I've spent the last number of days testing out and fixing up the Tekelec performance branch resip-b-TKLC-perf_work on Windows and Linux. I have just completed the merge of this branch with resip SVN trunk/mainline.
Thanks to Byron Campen for the initial contribution of the branch, and for testing on OS/X.
1. Many performance related changes, including a new multi-threaded stack mode. Using testStack (Registration Transactions over TCP), I measured a 15-30% performance increase under Windows (multi-core) and a 20-30% performance increase under linux (single-core). I expect much higher numbers for linux on a multicore system (especially when using the new multithreaded stack feature), but I didn't have one available for testing.
2. New Congestion Management framework.
3. Reduced memory footprint.
The following notes highlight the changes in this merge. Lot's of neat new stuff. Happy reading!
Merge Notes:
Various optimizations of Data
=============================
Made Data smaller, without sacrificing functionality. Data is 20 (56 vs 36)
bytes smaller on 64-bit libs, and 4 (36 vs 32) bytes smaller on 32-bit libs.
This was accomplished by making mSize, mCapacity, and mShareEnum 4-bytes on
64-bit platforms (mShareEnum could be one byte, but it turns out this imposes a
detectable performance penalty), and by having mShareEnum do double-duty as a
null-terminator for mPreBuffer (Borrow==0), instead of requiring an extra byte
at the end of mPreBuffer.
Several very simple functions have been inlined.

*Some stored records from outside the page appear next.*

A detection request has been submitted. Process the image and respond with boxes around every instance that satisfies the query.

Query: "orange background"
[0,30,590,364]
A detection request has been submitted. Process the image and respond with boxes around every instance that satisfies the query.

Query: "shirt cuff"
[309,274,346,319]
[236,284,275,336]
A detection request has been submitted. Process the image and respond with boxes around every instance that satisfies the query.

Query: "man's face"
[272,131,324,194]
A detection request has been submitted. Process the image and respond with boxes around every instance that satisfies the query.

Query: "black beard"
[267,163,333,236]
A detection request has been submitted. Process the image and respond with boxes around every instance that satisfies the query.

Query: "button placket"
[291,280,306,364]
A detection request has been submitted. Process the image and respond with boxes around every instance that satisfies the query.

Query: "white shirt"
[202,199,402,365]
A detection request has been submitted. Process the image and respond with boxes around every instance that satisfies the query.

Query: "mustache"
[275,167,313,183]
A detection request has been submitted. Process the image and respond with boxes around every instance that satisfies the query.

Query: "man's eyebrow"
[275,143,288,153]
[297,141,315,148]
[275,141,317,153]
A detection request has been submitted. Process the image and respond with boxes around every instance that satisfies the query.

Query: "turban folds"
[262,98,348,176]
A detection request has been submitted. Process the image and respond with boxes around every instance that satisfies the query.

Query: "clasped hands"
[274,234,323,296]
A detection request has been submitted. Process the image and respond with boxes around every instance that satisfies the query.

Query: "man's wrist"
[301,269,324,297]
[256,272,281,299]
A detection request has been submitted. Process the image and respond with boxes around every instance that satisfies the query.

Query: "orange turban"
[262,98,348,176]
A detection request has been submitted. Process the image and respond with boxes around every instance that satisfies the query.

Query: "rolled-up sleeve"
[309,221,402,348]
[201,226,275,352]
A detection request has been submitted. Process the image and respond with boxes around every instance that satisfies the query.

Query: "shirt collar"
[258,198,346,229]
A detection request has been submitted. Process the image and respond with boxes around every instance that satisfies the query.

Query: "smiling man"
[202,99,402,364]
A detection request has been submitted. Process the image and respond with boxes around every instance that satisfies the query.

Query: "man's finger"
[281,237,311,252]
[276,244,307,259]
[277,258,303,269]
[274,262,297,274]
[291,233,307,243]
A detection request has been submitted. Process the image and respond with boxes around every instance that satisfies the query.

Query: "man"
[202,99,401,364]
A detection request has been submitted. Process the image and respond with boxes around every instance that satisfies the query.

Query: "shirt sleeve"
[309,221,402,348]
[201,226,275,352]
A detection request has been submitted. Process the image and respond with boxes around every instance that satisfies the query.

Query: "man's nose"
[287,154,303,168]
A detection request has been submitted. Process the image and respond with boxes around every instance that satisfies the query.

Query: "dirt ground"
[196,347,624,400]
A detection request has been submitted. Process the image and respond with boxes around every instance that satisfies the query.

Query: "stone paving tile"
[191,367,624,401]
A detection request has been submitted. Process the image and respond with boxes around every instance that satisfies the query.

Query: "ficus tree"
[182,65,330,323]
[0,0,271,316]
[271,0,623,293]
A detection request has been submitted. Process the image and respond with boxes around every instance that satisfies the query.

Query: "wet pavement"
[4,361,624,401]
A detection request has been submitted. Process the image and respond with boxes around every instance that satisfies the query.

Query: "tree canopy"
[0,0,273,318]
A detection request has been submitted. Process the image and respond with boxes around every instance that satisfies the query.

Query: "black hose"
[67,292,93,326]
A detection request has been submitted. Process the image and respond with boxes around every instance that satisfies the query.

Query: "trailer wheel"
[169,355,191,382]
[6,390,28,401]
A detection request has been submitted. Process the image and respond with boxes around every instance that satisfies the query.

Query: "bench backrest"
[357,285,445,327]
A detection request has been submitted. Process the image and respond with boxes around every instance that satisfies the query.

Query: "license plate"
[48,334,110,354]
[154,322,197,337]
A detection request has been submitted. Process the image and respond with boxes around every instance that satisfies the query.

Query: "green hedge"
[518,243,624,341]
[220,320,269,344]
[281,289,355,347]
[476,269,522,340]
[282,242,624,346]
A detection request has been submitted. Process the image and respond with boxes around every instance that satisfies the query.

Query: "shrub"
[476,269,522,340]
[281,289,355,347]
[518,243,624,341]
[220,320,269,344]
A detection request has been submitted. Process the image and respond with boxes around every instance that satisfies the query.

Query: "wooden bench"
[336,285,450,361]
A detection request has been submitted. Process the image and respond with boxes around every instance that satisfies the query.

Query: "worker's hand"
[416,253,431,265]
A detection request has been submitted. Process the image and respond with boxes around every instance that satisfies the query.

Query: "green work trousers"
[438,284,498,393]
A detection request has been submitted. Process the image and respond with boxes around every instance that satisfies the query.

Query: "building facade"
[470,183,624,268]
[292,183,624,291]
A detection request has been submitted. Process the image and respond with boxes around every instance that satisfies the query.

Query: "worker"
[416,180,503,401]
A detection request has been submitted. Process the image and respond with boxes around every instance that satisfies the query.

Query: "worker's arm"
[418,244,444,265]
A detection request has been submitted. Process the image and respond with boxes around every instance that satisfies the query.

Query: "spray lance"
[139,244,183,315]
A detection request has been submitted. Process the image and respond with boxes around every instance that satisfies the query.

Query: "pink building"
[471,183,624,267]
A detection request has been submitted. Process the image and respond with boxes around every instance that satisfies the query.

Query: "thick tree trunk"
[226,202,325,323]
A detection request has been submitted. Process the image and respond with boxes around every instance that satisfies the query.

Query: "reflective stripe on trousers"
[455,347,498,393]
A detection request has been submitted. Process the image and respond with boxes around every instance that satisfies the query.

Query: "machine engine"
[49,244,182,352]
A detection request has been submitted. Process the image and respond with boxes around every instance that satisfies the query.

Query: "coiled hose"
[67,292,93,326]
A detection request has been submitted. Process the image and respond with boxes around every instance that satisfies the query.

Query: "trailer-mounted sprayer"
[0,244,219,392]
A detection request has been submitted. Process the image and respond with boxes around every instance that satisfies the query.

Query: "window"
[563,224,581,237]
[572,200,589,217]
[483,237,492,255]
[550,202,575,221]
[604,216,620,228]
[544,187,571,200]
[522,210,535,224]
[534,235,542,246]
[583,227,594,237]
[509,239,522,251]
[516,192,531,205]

Functionality enhancements to a couple of functions:
- Data::md5() has been changed to Data::md5(Data::EncodingType type=HEX); this
allows the output of md5() to be encoded as hex or Base64, or not encoded at all
(binary).
- Data::replace(const Data& match, const Data& target) has been updated to
Data::replace(const Data& match, const Data& target, int max=INT_MAX); this
allows the maximum number of replacements to be specified.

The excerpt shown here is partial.